The disease process in AD has been shown to begin years before clinical symptoms appear [1–9, 65–68], raising several important implications of such observations. Our data reflect the likelihood that a substantial proportion of so-called “normal” older control subjects actually meet neuropathologic criteria for AD. The assertion that pAD can only be detected using biological measures would neglect our extensive understanding of longitudinal decline across the cognitive continuum. While biological measures of disease state in the detection of pAD represent a vital field of emerging research, the importance of cognitive measures in the identification of pre-clinical Alzheimer’s disease continue to serve a critical role in this area [3, 7, 8, 11–24]. The recent NIH/NIA working group on diagnostic criteria for pAD (http://www.alz.org/research/diagnostic_criteria/preclinical_recommendations.pdf) recognized this issue and emphasized the importance of increasing our further understanding of subtle cognitive decline in such “preclinical” disease states. The development of more sensitive and specific tests for the detection of pAD can be informed by the results of the current study, along with previous reports, and warrant further study [5, 8, 11, 12, 16, 22–24].

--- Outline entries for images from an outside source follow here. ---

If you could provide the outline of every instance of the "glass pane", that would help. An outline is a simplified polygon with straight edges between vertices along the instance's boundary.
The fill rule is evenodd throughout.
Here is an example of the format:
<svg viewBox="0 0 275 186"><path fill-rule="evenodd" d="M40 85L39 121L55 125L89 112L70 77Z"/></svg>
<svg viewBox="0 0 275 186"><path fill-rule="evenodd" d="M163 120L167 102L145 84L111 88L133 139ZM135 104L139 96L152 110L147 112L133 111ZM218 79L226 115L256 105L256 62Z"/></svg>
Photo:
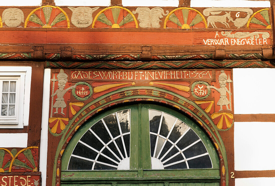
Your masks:
<svg viewBox="0 0 275 186"><path fill-rule="evenodd" d="M164 143L164 142L165 141L165 139L164 139L162 138L159 137L158 138L158 144L156 146L156 157L158 155L158 154L160 151L162 146Z"/></svg>
<svg viewBox="0 0 275 186"><path fill-rule="evenodd" d="M152 168L191 168L190 166L188 168L186 164L186 159L192 159L204 154L210 160L207 150L202 141L200 140L199 137L182 121L170 114L153 110L149 110L149 117L151 158L154 160L151 161ZM157 133L160 128L161 121L158 137ZM152 129L151 127L153 127ZM199 162L201 159L199 157L194 158L197 160L191 161L192 167L212 168L211 160L209 164L206 158L207 162L203 164L204 165L198 165L199 163L197 162ZM153 163L160 165L157 166Z"/></svg>
<svg viewBox="0 0 275 186"><path fill-rule="evenodd" d="M68 169L76 168L74 163L77 163L78 159L94 163L89 163L90 166L85 165L77 170L129 169L130 135L125 135L122 131L130 132L130 111L115 113L92 126L76 146Z"/></svg>
<svg viewBox="0 0 275 186"><path fill-rule="evenodd" d="M212 164L209 155L187 161L190 169L204 169L212 168Z"/></svg>
<svg viewBox="0 0 275 186"><path fill-rule="evenodd" d="M9 92L9 81L3 82L3 89L2 92Z"/></svg>
<svg viewBox="0 0 275 186"><path fill-rule="evenodd" d="M149 110L149 123L150 132L158 133L160 122L161 112L155 110Z"/></svg>
<svg viewBox="0 0 275 186"><path fill-rule="evenodd" d="M8 95L9 94L7 93L3 93L2 94L2 103L8 103Z"/></svg>
<svg viewBox="0 0 275 186"><path fill-rule="evenodd" d="M105 143L112 140L112 138L109 135L108 132L104 126L103 122L100 120L92 127L91 129Z"/></svg>
<svg viewBox="0 0 275 186"><path fill-rule="evenodd" d="M14 112L15 111L15 106L14 105L10 105L9 106L9 115L14 116Z"/></svg>
<svg viewBox="0 0 275 186"><path fill-rule="evenodd" d="M129 109L117 113L122 133L130 132L130 112Z"/></svg>
<svg viewBox="0 0 275 186"><path fill-rule="evenodd" d="M163 114L160 134L166 138L167 137L176 119L175 117L170 114Z"/></svg>
<svg viewBox="0 0 275 186"><path fill-rule="evenodd" d="M15 92L16 89L16 81L10 81L10 92Z"/></svg>
<svg viewBox="0 0 275 186"><path fill-rule="evenodd" d="M183 152L183 154L186 158L202 154L207 152L207 151L201 141L200 141Z"/></svg>
<svg viewBox="0 0 275 186"><path fill-rule="evenodd" d="M15 93L10 93L10 101L9 103L14 104L15 103Z"/></svg>
<svg viewBox="0 0 275 186"><path fill-rule="evenodd" d="M175 143L188 128L189 127L180 120L178 120L168 138Z"/></svg>
<svg viewBox="0 0 275 186"><path fill-rule="evenodd" d="M2 105L1 108L1 116L7 116L8 115L8 105Z"/></svg>

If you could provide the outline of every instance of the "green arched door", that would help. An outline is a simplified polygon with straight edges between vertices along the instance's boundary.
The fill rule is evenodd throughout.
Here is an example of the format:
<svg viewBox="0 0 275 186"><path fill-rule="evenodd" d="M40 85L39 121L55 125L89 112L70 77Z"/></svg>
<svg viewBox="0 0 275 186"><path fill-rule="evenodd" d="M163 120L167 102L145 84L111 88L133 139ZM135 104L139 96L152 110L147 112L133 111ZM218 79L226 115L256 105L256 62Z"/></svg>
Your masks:
<svg viewBox="0 0 275 186"><path fill-rule="evenodd" d="M139 104L82 126L62 158L62 185L218 185L219 161L205 133L172 109Z"/></svg>

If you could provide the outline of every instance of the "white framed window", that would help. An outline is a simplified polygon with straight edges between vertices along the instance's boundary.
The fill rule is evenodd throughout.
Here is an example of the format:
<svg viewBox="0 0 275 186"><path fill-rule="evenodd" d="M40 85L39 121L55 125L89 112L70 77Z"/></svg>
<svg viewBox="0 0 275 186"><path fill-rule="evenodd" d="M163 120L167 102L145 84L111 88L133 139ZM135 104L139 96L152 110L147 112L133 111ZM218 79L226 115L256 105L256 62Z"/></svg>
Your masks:
<svg viewBox="0 0 275 186"><path fill-rule="evenodd" d="M28 125L31 67L0 67L0 128Z"/></svg>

One limitation of this study is the potential challenge of generalizing the findings to racial and socioeconomic groups that are more varied than ours, which is exclusively Caucasian and well educated. The strengths of this study include the large number of clinically well-characterized, cognitively normal subjects studied within a year of autopsy and the detailed, quantitative neuropathologic analysis allowing the characterization of pAD and pathologically normal participants. Another major caveat is the issue of circularity in that the tests used to confirm intact cognition, are also the measures used to analyze longitudinal change in this study. Confusion as to the “dependency” of the independent variables used in the study needs to be carefully evaluated. The dependent variable in the present study is slope of change over time, not the absolute scores on a test variable which serve as the independent variables for the study. The conclusions drawn illustrate the utility of longitudinal change rather than the robustness of the individual measures used. While some degree of circularity is inherent in such analyses, the present data supports the use of analysis of longitudinal change on standard cognitive measures for the detection of pAD until such time as more accurate diagnostic markers are developed and proven in their utility for diagnosing pAD.

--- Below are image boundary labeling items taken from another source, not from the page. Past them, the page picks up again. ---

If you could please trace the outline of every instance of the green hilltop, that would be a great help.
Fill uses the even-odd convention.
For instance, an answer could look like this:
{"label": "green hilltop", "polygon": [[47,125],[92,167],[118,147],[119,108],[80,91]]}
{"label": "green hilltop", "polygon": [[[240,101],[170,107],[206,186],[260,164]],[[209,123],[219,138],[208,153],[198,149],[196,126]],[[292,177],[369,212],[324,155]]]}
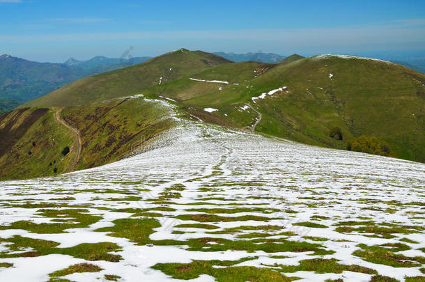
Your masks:
{"label": "green hilltop", "polygon": [[24,107],[75,106],[128,96],[226,63],[231,61],[212,54],[180,49],[139,65],[74,81]]}
{"label": "green hilltop", "polygon": [[[182,49],[71,83],[0,116],[0,179],[114,162],[130,154],[141,136],[152,140],[173,126],[172,119],[161,118],[163,109],[123,98],[135,94],[172,99],[183,116],[208,123],[425,162],[424,75],[354,56],[287,58],[277,64],[233,63]],[[81,135],[75,165],[75,141],[55,118],[58,111]],[[61,156],[65,146],[70,152]],[[49,164],[54,161],[56,172]],[[17,173],[8,173],[12,166]]]}

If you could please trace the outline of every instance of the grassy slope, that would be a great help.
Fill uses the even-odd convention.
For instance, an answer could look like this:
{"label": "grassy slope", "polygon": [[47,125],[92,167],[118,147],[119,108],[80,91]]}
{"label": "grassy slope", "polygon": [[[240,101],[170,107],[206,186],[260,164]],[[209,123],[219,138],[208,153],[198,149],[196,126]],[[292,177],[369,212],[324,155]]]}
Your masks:
{"label": "grassy slope", "polygon": [[[74,105],[139,93],[143,88],[144,93],[178,100],[183,110],[205,121],[240,127],[252,126],[258,118],[251,109],[241,109],[249,103],[263,116],[256,131],[341,149],[346,147],[344,141],[353,136],[376,136],[387,141],[398,157],[425,162],[423,75],[395,64],[334,56],[307,58],[286,64],[222,63],[226,62],[206,53],[179,50],[137,66],[76,81],[33,103]],[[172,72],[169,76],[160,73],[169,68]],[[160,76],[162,82],[167,82],[159,86]],[[190,77],[229,84],[194,81]],[[288,91],[252,102],[252,97],[284,86]],[[137,141],[149,139],[172,126],[169,120],[159,122],[164,113],[141,99],[121,101],[96,102],[63,110],[63,118],[83,137],[78,169],[119,159],[131,152]],[[204,107],[219,111],[208,113],[202,111]],[[51,111],[49,113],[51,116]],[[64,130],[55,127],[57,123],[49,115],[43,118],[46,120],[42,127],[40,120],[40,125],[27,128],[28,136],[18,138],[13,149],[0,159],[3,164],[13,164],[17,171],[26,167],[28,171],[13,177],[52,174],[51,168],[38,166],[42,162],[37,159],[35,159],[34,154],[29,157],[25,147],[33,140],[37,143],[42,139],[47,142],[48,138],[44,136]],[[336,125],[342,129],[344,141],[328,136],[330,129]],[[5,136],[9,134],[2,134],[2,141]],[[70,132],[61,136],[55,140],[68,141],[61,141],[60,146],[72,143]],[[57,159],[56,147],[42,150],[50,150],[43,153],[48,155],[45,159]],[[13,158],[17,160],[8,162]],[[65,171],[67,165],[58,167],[59,171]],[[11,178],[7,167],[4,166],[2,177]]]}
{"label": "grassy slope", "polygon": [[[222,77],[219,68],[210,79]],[[279,65],[258,77],[238,81],[239,86],[186,97],[183,102],[218,108],[220,111],[214,114],[233,117],[231,121],[241,126],[250,124],[252,120],[248,119],[256,115],[241,112],[235,106],[249,102],[263,113],[258,131],[344,148],[345,143],[328,136],[330,129],[338,125],[346,140],[362,134],[376,136],[388,142],[398,157],[424,162],[424,81],[423,75],[395,64],[334,56],[309,58]],[[251,97],[284,86],[288,86],[288,93],[268,96],[256,104],[251,101]],[[171,96],[178,95],[174,89]]]}
{"label": "grassy slope", "polygon": [[24,107],[76,106],[139,93],[146,87],[171,81],[230,61],[201,51],[184,49],[139,65],[87,77],[26,103]]}
{"label": "grassy slope", "polygon": [[[68,171],[76,152],[72,141],[72,135],[55,120],[52,109],[20,109],[0,116],[0,179]],[[64,157],[61,152],[65,146],[71,152]]]}
{"label": "grassy slope", "polygon": [[277,63],[281,64],[281,65],[285,65],[286,63],[295,62],[295,61],[301,60],[302,58],[305,58],[305,57],[298,55],[298,54],[293,54],[284,58],[283,60],[280,61]]}
{"label": "grassy slope", "polygon": [[[61,117],[78,130],[82,139],[75,169],[110,163],[143,149],[173,124],[166,111],[157,102],[143,98],[63,109]],[[19,109],[0,116],[0,180],[68,172],[77,152],[71,132],[55,120],[54,109],[48,108]],[[63,157],[61,151],[67,146],[70,152]]]}
{"label": "grassy slope", "polygon": [[0,99],[0,114],[12,111],[20,104],[20,102],[14,100]]}
{"label": "grassy slope", "polygon": [[71,107],[61,116],[82,136],[77,169],[117,161],[173,124],[165,109],[143,98]]}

In summary, our data affirm previous observations that a significant proportion of “cognitively normal control” subjects included in many studies of AD and aging may in fact have at least moderate levels of AD neuropathology. This is true when test scores most proximal to death are evaluated [2, 8, 23, 62, 64, 66, 69, 70]. Our data are also consistent with recent studies suggesting that longitudinal studies may be able to differentiate cognitively normal individuals who have pAD from those who do not by examining the rate of decline in certain cognitive tests [5, 8, 12, 22, 23, 25, 26, 59, 62, 64, 71–73]. In our data, these measures included the composite CERAD T-score, as well as verbal fluency, delayed word list recall and constructional praxis. Our data suggest that evidence of decline in tests of episodic memory as well as measures of semantic memory and visuospatial construction may signal the presence of AD pathology in persons who are still performing within normal limits on cognitive test batteries. The detection of such changes in research participants who are classified as having “normal” cognition may warrant a separate classification for these individuals in longitudinal studies. The existence of pAD also has implications for early therapeutic intervention with disease modifying agents that are currently under development [13, 14]. It is possible that by examining the trajectories of decline in living individuals, those who are likely to develop clinically significant levels of AD pathology may be identified and treated well in advance of the emergence of symptoms of clinically-significant cognitive impairment.